With only the clothes on her back, Nikki left behind her friends, family and the alcohol that had debilitated her life.
Nikki believed that she was going to return back to California after Utah, but instead she was taken to a 20-month drug treatment center in Montana, a move that made her furious. But it was there that she finally realized that she had a problem and wanted to stop drinking.
Nikki has been sober for four years, thanks to a 12-step program. She is a college student and works as a counselor at NAPAFASA.
When I returned home from Montana, my little brother came up to me and said he was scared that I was going to be like the way I used to be, says Nikki. I never knew how big of an effect I had on him. I feel very bad because I took a lot of attention away from him and I was pretty mean to him.

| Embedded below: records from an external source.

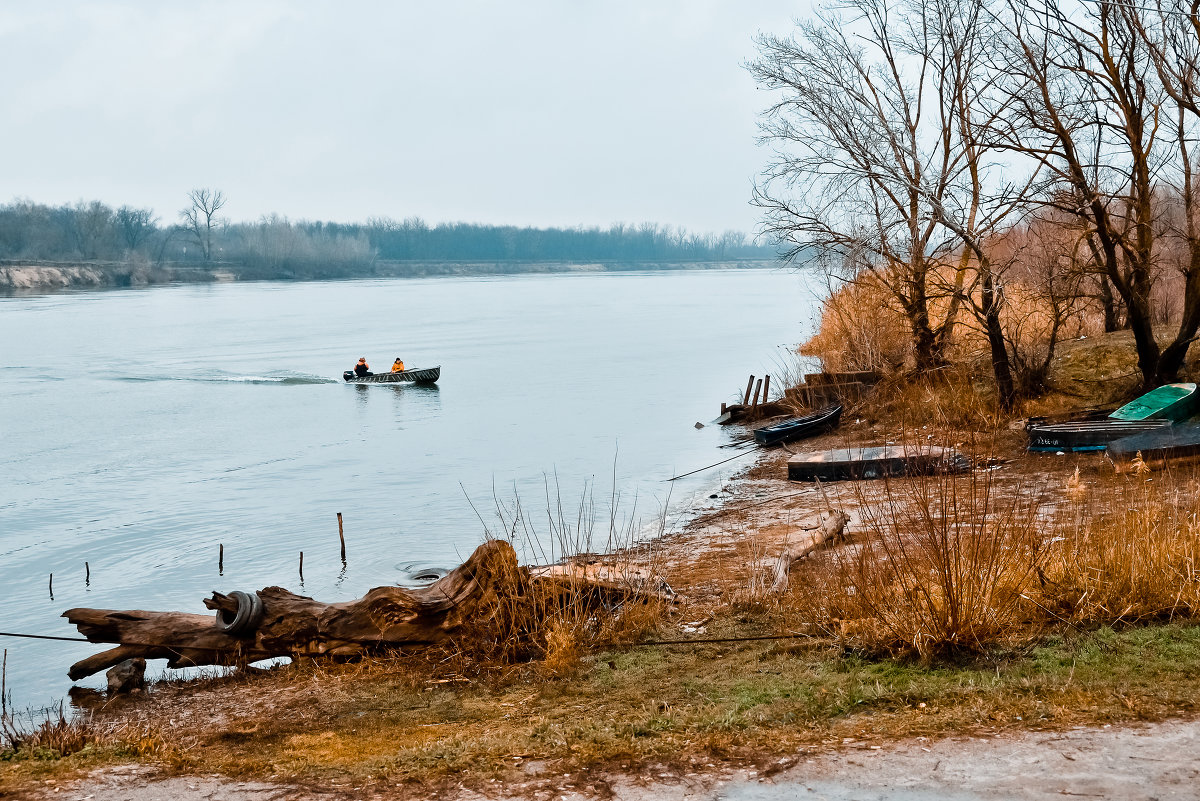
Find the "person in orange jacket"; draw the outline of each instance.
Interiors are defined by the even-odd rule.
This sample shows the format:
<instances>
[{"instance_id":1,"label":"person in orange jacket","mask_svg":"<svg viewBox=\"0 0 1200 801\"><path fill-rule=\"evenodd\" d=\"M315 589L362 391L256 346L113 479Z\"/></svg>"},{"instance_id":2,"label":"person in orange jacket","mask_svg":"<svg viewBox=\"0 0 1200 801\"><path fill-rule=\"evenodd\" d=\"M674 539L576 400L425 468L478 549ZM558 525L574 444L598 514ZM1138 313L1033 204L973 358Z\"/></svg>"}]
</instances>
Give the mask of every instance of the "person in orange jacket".
<instances>
[{"instance_id":1,"label":"person in orange jacket","mask_svg":"<svg viewBox=\"0 0 1200 801\"><path fill-rule=\"evenodd\" d=\"M363 356L358 360L358 364L354 365L354 374L359 378L367 375L375 375L371 372L371 365L367 364L366 356Z\"/></svg>"},{"instance_id":2,"label":"person in orange jacket","mask_svg":"<svg viewBox=\"0 0 1200 801\"><path fill-rule=\"evenodd\" d=\"M399 356L396 357L396 361L392 362L392 372L393 373L403 373L404 372L404 362L402 362L400 360Z\"/></svg>"}]
</instances>

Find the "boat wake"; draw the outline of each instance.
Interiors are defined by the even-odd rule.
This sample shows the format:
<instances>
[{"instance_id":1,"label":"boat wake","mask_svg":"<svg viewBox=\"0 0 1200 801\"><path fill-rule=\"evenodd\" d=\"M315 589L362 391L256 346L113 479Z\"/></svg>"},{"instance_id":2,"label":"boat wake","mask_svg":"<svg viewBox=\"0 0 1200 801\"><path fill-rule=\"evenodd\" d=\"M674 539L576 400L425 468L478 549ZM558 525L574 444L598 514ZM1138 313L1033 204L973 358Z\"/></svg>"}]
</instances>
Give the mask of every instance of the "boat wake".
<instances>
[{"instance_id":1,"label":"boat wake","mask_svg":"<svg viewBox=\"0 0 1200 801\"><path fill-rule=\"evenodd\" d=\"M340 384L342 383L336 378L326 378L319 375L308 375L305 373L292 372L277 372L267 373L265 375L236 375L233 373L214 373L209 375L146 375L146 376L119 376L118 381L196 381L203 384L279 384L279 385L304 385L304 384Z\"/></svg>"}]
</instances>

Nikki has never questioned the fact that she was brought up by loving parents. She says she doesnt remember her parents ever sitting down with her to talk about drugs and alcohol, but her mother insists that they did have that talk.
Shinyama says family members are vital to their relatives drug rehabilitation. Hes seen parents who didnt bring in their daughters until they hit rock bottom or ran into the police.
There was this Cambodian girl who was referred to us, but when her father found out about it, he refused to let his daughter be treated, Shinyama says. The father kept on insisting that his daughter didnt have a problem and wouldnt let his daughter be associated with a treatment center. I dont know whatever happened to her.
In the Past
For Lily and Nikki, drugs are an issue of the past. And although both admit that there are always temptations lurking around every corner, they understand now that their judgments about what friends to have and whether or not to snort a line or smoke a pipe have more consequences than a quick high.
Walking back to her apartment, Lily makes her way up the stairs and kicks away a little package rustling in the wind. She bends down, picks up the packet and examines it.
Oh look, baggies, a coke dealer must have dropped them, she says as she closes the door behind her, with the baggies in hand.